Wikipedia is already better than Britannica, in my view. While it will continue to have some eccentric articles, it will almost surely get better and better, and it will do so precisely because it does not charge set fees. It might do even better if it figures out a way for most contributors to have their names attached. That will increase the rewards of attention coming to the writers, and that attention will encourage care and accuracy where that has meaning — and perhaps better organization and writing.  At least this is worth some experimentation.

For instance, Wikipedia could start allowing authors who submit a brief bio and a photo to list their names, and then allow readers to judge what they have written. Those authors whose work is rated highest, and who have therefore contributed the most of an article, would have their names listed first among authors. Separate listings could be for editing. There could also be an honor roll of the best contributors to the most articles, and so on.  Writing a good article remains a difficult task, but it is also a wonderful exercise in understanding and learning how to explain.

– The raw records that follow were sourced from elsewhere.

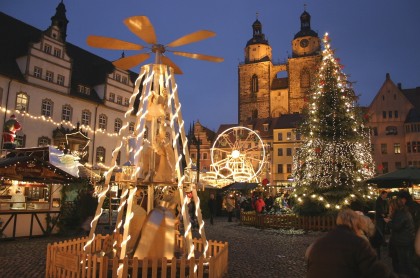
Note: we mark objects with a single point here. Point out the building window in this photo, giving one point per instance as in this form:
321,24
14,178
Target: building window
57,52
103,119
397,148
131,127
383,149
254,84
60,79
83,89
86,117
49,76
391,130
37,72
117,125
100,155
47,108
20,141
66,113
44,141
47,48
22,101
305,79
384,167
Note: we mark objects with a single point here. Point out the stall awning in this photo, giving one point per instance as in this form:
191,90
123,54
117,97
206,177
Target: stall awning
404,177
241,186
29,168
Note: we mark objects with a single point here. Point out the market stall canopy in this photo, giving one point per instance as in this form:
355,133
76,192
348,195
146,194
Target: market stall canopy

I think any offer of monetary rewards should be rejected, but the attention one gets for good article writing could logically carry over into the rest of one’s life. Of course, this would create some new problems, with attempts to gain unmerited attention, claims of precedence, and many other well-known problems of scholarly infighting. But one aspect of W that is good is that it already leads to a degree of protective watchfulness on the part of large number of readers.

With or without that change, W will revolutionize the notion of a single source of comprehensive knowledge in the Internet era. And it will do that in dialogical fashion, which is of course the source of all worthwhile knowledge except for individual expression and autobiography. The recognition that everyone is to some degree an expert in something and that that expertise can be of value to others is one of the implicit glories of the Internet.

  One Response to “Keen Review/Riff V: Wicked, Wicked Wikipedia”

  1. There are problems with Wikipedia governance see: http://blog.p2pfoundation.net/wikipedia-governance-the-power-of-admins/2008/02/06 – and this is very far from the trolling tactics of Mr Keen. In short this has the same basis as the ‘problem of scholary infighting’ but in a very different social context, with different culture and different technical means. What is most worrying is that it attracts people who treat it as a kind of game and let those people to advance up the ladder of wikipedia admins, generating a very self enforcing social dynamics.